China is an economic catastrophe waiting to happen. China is poised to become the world’s largest economy by 2025. Both these statements are true. They provide the context we must understand in order to evaluate rightly what the Chinese are attempting to do in the sciences.
When Deng Xiaoping came to power in the early 1980s, China was a Third World country, its vast population mired in poverty, trapped by massive economic failures and structural rigidities. Deng decreed that China must have the benefits of capitalist modes of investment and competition. He declared, also, that the foundation of economic and so of national greatness is science and technology.
A quarter-century later, the dynamism of the Chinese economy is without precedent – steel, automobiles, toys, textiles, household appliances, on and on. Official statistics put the year-on-year growth of gross domestic product at 7.5 percent in 2001, 8.3 percent in 2002, 9.3 percent in 2003, 9.5 percent in 2004. Some Western economists think the real rates have been significantly higher. In any case, agreement is general that China’s economy will soon outstrip that of the United States.
Yet its problems are on the same colossal scale. China has 1.3 billion people, predicted to peak at 1.4 billion in 2025 – and 900 million are still rural and extremely poor. Corruption is widespread in provincial governments, in state-owned industries, within the Communist Party. The banking system is reported close to collapse. Social discontent is erupting: the government has admitted to tens of thousands of protests a year.
Poverty is not confined to the countryside. In the main streets and glossy shopping malls of Beijing in summer, slim young women are stepping out in gauzy short dresses and frivolous shoes, but a block or two away are ancient alleyways – in Beijing called hutong – lined with low crumbling buildings, rows of minute cavelike shops open to the street with no lights lit, middle-aged and older men and women sitting idle, smoking, sullen on the stoops.

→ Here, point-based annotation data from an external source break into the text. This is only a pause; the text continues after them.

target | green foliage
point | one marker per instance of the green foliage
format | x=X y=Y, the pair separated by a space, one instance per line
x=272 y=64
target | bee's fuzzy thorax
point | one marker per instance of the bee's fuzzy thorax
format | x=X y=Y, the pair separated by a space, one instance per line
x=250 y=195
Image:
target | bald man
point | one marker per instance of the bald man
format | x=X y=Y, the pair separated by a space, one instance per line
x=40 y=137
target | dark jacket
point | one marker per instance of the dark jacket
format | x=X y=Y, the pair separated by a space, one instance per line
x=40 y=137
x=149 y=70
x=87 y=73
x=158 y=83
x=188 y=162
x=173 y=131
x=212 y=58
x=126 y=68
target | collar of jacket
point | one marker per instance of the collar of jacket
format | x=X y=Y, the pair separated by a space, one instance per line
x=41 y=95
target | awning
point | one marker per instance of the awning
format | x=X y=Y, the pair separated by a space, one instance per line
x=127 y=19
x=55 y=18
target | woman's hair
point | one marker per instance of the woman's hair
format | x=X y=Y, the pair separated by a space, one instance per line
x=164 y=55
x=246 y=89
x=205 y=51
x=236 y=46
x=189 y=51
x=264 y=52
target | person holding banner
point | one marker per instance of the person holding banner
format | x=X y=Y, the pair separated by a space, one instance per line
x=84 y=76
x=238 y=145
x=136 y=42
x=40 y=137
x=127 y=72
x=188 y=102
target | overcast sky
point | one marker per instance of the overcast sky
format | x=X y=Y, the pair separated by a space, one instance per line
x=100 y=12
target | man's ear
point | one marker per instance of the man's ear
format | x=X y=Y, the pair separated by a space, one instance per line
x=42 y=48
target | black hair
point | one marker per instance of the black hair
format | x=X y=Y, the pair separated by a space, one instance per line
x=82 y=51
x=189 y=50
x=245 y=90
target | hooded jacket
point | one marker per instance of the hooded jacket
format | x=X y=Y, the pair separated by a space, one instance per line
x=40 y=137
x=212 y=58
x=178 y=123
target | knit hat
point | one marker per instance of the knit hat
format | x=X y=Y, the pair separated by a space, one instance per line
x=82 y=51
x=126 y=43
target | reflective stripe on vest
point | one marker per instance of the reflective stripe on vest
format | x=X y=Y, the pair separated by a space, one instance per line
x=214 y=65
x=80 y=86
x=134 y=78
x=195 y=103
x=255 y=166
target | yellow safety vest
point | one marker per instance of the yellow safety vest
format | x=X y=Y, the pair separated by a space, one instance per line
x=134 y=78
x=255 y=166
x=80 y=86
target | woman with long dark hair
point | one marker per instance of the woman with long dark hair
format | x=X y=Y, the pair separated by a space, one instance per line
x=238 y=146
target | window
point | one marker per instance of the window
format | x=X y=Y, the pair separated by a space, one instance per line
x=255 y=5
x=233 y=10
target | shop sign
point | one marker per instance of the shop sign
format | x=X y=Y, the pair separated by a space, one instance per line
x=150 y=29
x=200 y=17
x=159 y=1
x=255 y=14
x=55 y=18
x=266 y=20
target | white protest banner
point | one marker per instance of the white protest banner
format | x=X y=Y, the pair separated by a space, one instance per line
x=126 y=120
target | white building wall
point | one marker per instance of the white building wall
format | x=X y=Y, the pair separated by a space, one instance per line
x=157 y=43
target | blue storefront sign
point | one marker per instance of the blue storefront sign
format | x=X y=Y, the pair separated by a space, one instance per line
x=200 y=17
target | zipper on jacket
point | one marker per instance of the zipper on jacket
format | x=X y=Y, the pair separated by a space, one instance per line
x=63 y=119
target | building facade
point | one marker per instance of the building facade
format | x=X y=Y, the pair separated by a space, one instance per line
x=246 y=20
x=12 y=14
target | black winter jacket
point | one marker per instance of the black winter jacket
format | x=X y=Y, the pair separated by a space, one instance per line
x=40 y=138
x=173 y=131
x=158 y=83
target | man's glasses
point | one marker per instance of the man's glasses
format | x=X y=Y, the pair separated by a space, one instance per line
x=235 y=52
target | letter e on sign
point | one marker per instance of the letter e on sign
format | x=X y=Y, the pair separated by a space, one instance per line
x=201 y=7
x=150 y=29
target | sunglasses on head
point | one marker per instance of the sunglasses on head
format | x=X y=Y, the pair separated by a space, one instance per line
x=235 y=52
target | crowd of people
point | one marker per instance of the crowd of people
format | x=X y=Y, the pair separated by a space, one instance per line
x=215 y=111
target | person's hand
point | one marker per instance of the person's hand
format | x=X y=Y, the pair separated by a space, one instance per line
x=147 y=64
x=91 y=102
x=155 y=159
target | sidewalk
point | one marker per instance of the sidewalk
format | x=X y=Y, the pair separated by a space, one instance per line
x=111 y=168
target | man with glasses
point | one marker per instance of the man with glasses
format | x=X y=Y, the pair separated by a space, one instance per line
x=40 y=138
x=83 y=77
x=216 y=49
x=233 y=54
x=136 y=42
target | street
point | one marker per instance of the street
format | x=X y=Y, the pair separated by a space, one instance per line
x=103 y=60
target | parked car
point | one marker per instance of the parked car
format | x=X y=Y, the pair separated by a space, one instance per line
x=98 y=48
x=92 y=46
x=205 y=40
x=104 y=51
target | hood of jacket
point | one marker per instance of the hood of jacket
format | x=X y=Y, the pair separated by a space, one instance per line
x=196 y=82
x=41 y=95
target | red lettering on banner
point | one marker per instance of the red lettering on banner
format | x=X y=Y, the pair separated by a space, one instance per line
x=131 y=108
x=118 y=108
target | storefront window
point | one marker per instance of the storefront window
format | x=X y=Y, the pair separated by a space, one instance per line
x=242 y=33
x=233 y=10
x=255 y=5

Pollution is pervasive, environmental degradation devastating. Smog in Beijing, Shanghai, and other cities reduces visibility most summer days to less than half a mile: when you drive along one of the elevated highways that cut through Shanghai, office and apartment towers emerge spectrally from the haze and then dissolve away. Seventy-five percent of China’s lakes are said to be polluted; the lower reaches of major rivers run dry many days of the year.
The problem most publicized is energy. China is already second only to the United States in energy use. Domestic oil or natural-gas supplies are negligible. China has abundant coal, of which it is the largest global consumer, mining and burning a quarter of the world’s yearly output – at disastrous cost, some 6,000 miners killed underground in 2004 alone.
Even sophisticated and knowledgeable Westerners bring ideological preconceptions to their view of China. The most common is that economic growth requires laissez-faire capitalism, ideally on the Anglo-American model – and will inevitably lead to democratic reforms. But Chinese capitalism is not like, and will not necessarily approach, the Western model. It is under state control – often erratic, to be sure, yet always threatening. The steel industry, the automotive industry, and the others were created from the top down. Goals are still set from on high, in five-year plans, and in detail.
The men at the top are a new generation, intelligent, determined, relatively young. No question that they have learned from history – but not the lessons Western observers would like them to learn. Hu Jintao is paramount leader. He and his colleagues have attacked what they call “neoliberalism,” specifically, laissez-faire policies. They admit no correlation between economic growth and any flowering of democracy. What had looked like a gradual relaxation of controls over press and television reporting has been reversed, sharply and increasingly.